Section 610 marks a substantial change from prior law, and the provision includes tight timelines for sale of samples to avoid potential exposure to civil liability. Innovators should consider developing standard operating procedures and training programs to ensure their organizations are prepared to address samples requests. Establishing clear processes upfront will be essential to avoiding unnecessary delays and, by extension, minimizing the risk of litigation under this new law. Companies should also be aware that section 610 explicitly carves out any impact of the legislation on existing antitrust law. As a result, in addition to litigation initiated under the new private right of action, antitrust litigation related to a refusal to provide samples also remains a possibility.

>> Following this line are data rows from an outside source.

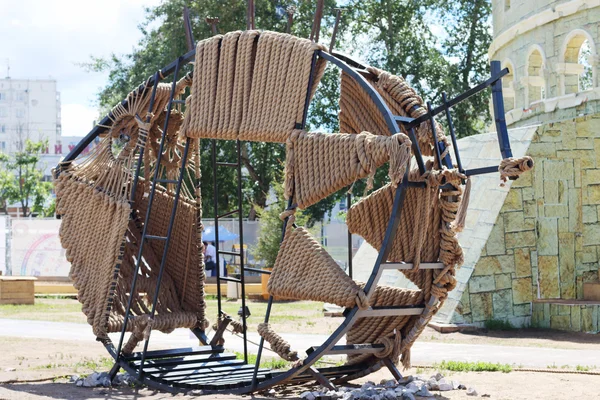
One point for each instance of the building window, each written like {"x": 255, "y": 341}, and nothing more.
{"x": 535, "y": 81}
{"x": 577, "y": 73}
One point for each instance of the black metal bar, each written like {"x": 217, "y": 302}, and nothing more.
{"x": 216, "y": 211}
{"x": 250, "y": 16}
{"x": 189, "y": 40}
{"x": 155, "y": 237}
{"x": 131, "y": 199}
{"x": 227, "y": 214}
{"x": 373, "y": 94}
{"x": 181, "y": 352}
{"x": 452, "y": 133}
{"x": 260, "y": 271}
{"x": 481, "y": 171}
{"x": 498, "y": 103}
{"x": 242, "y": 265}
{"x": 437, "y": 154}
{"x": 416, "y": 150}
{"x": 350, "y": 254}
{"x": 101, "y": 127}
{"x": 229, "y": 253}
{"x": 463, "y": 96}
{"x": 173, "y": 212}
{"x": 338, "y": 14}
{"x": 229, "y": 279}
{"x": 169, "y": 230}
{"x": 166, "y": 181}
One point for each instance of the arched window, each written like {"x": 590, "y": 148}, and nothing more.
{"x": 576, "y": 71}
{"x": 508, "y": 86}
{"x": 535, "y": 81}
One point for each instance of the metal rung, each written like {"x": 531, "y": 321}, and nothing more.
{"x": 156, "y": 237}
{"x": 351, "y": 349}
{"x": 227, "y": 214}
{"x": 230, "y": 253}
{"x": 191, "y": 375}
{"x": 228, "y": 279}
{"x": 193, "y": 359}
{"x": 390, "y": 311}
{"x": 402, "y": 119}
{"x": 182, "y": 352}
{"x": 167, "y": 181}
{"x": 409, "y": 266}
{"x": 260, "y": 271}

Civil Action Section 610 establishes a private right of action for an "eligible product developer" to sue a "license holder" in federal court if the license holder does not provide "sufficient quantities" of the requested "covered product" on "commercially reasonable, market-based terms." The eligible product developer may seek injunctive relief, attorney's fees, and a monetary award.
"License holder" and "covered product" are broadly defined. The former includes the holders of new drug applications, abbreviated new drug applications, and both full and biosimilar biologics license applications. "Covered product" similarly includes a product approved or licensed in any of these applications, as well as a drug-biologic combination and "when reasonably necessary to support approval," any product, including any device, that is marketed or intended for use with the drug or biologic. This term generally excludes drugs in shortage, however.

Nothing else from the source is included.